Leones Dorados Fútbol Club was a Mexican professional football club based in Teziutlán, Puebla, that competed in the Liga de Balompié Mexicano.

== History ==
On July 20, 2020, the club was announced as the 17th founding franchise of the Liga de Balompié Mexicano, previously it had not appeared on the lists of teams interested in being part of the new league. In the beginning they had become the second team based in Mexico City.

After his official presentation, the team announced Florencio Martínez as its first manager. On July 29, the team signed Portuguese Luka Oliveira to reinforce their squad for the first tournament.
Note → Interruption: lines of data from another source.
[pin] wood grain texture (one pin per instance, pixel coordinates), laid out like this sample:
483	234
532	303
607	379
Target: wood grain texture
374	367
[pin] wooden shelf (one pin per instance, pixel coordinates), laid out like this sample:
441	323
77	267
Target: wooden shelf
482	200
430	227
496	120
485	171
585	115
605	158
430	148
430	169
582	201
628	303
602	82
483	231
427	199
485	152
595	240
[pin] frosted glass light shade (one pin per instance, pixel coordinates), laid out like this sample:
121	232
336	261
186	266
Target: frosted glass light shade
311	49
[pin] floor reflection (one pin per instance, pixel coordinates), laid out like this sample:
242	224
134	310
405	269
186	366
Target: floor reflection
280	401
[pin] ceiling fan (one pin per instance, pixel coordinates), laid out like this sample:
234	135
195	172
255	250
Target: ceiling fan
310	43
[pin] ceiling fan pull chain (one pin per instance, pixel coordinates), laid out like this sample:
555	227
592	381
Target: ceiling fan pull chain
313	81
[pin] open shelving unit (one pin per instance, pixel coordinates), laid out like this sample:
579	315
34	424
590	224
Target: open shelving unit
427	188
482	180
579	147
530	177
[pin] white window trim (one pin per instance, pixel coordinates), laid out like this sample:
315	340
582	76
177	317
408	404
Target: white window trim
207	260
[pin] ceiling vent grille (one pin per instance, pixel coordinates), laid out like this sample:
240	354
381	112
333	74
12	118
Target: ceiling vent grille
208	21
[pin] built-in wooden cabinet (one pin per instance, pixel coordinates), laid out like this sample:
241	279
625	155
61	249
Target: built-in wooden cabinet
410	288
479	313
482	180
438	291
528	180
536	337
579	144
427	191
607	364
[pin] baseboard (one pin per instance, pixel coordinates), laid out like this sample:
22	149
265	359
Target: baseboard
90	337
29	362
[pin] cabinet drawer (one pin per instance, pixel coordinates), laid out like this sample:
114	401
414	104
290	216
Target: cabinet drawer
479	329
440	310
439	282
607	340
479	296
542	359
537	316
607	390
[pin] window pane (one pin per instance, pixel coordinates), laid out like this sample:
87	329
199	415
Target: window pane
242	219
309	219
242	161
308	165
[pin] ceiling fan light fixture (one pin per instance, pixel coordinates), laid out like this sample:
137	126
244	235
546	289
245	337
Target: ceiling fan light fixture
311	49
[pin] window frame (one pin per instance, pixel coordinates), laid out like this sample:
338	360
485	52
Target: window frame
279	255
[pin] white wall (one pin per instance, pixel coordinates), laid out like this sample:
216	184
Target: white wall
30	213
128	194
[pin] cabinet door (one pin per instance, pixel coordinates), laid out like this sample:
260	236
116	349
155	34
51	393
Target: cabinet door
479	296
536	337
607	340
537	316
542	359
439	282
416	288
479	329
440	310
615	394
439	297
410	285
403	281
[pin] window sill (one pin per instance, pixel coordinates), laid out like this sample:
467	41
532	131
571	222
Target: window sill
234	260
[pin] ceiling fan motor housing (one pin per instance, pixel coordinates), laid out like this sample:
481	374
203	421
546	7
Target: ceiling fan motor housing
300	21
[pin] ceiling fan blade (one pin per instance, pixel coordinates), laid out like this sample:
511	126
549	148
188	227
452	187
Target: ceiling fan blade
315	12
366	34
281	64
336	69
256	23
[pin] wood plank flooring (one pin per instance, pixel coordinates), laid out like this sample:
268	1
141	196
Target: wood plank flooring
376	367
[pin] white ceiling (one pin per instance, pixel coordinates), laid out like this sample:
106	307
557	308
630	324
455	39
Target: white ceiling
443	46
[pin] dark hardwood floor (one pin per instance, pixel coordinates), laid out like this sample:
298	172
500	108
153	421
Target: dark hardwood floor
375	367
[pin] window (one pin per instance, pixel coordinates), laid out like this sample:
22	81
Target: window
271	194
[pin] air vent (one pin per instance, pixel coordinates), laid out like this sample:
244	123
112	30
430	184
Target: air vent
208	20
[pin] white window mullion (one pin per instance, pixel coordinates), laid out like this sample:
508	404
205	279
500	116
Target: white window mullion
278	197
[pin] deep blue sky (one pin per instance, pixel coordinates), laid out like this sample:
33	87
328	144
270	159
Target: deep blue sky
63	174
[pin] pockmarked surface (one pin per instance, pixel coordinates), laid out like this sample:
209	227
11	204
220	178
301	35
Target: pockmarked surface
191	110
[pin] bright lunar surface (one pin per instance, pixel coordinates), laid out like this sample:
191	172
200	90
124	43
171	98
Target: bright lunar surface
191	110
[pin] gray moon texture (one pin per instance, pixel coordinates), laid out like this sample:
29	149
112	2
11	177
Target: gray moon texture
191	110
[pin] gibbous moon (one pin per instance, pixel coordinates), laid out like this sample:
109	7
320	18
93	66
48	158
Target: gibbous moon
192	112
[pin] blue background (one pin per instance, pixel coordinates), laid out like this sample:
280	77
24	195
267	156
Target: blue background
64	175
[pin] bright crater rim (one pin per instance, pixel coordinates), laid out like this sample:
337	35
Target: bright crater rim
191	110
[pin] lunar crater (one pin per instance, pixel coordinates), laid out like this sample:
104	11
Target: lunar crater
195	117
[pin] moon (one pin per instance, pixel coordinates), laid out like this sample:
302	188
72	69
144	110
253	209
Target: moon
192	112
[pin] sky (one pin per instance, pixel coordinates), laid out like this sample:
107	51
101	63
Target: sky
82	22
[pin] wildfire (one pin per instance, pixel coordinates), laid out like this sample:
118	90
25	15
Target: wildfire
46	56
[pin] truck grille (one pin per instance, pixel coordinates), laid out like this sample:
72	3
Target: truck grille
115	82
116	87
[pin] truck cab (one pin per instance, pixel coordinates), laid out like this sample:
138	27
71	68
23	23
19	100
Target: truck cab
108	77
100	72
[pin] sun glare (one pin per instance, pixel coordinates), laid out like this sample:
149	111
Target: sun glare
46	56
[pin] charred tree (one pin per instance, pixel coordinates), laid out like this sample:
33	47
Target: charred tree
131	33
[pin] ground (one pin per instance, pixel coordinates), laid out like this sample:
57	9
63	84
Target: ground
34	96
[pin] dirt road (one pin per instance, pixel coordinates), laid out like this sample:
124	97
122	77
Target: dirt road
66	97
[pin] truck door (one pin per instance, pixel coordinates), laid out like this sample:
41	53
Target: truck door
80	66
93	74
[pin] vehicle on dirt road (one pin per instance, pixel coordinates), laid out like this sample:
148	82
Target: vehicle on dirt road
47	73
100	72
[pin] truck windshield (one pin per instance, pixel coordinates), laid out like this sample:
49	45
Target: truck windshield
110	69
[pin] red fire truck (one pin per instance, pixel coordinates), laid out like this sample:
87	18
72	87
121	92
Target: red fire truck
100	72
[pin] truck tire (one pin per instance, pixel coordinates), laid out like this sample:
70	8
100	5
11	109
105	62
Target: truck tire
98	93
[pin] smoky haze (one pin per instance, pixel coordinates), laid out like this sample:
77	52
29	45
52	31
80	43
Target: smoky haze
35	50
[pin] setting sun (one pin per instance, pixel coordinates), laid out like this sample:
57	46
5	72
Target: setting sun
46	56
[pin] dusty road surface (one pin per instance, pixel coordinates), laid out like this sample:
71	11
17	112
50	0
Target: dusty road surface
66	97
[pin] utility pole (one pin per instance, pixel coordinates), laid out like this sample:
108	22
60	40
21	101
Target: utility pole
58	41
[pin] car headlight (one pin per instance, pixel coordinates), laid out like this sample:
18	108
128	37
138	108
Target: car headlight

Due to the lack of support for the team in Mexico City, the club's board decided to look for a new venue where they could play their home games. Finally, an agreement was reached with the municipality of Teziutlán, Puebla, with which the Leones Dorados took over the Municipal Stadium of the town, which had been remodeled recently, the field was left without a club after the Zaragoza franchise, which had announced it as its headquarters, was not accepted into the LBM.

==Stadium==
The Estadio Municipal de Teziutlán is situated in Teziutlán, Puebla, and was the ground of Leones Dorados F.C., which played in the Liga de Balompié Mexicano. It has the capacity to hold 7,000 spectators. In 2020, it underwent a renovation to adapt it to the requirements of the LBM, among the improvement works were installed dressing rooms, showers, cyclonic mesh and a new grandstand, in addition to installing a storm drainage system for the maintenance of the court.

Originally, the team had announced that it would play at the Estadio Jesús Martínez "Palillo", located in the Ciudad Deportiva Magdalena Mixhuca of Mexico City. This field has a capacity for 6,000 spectators.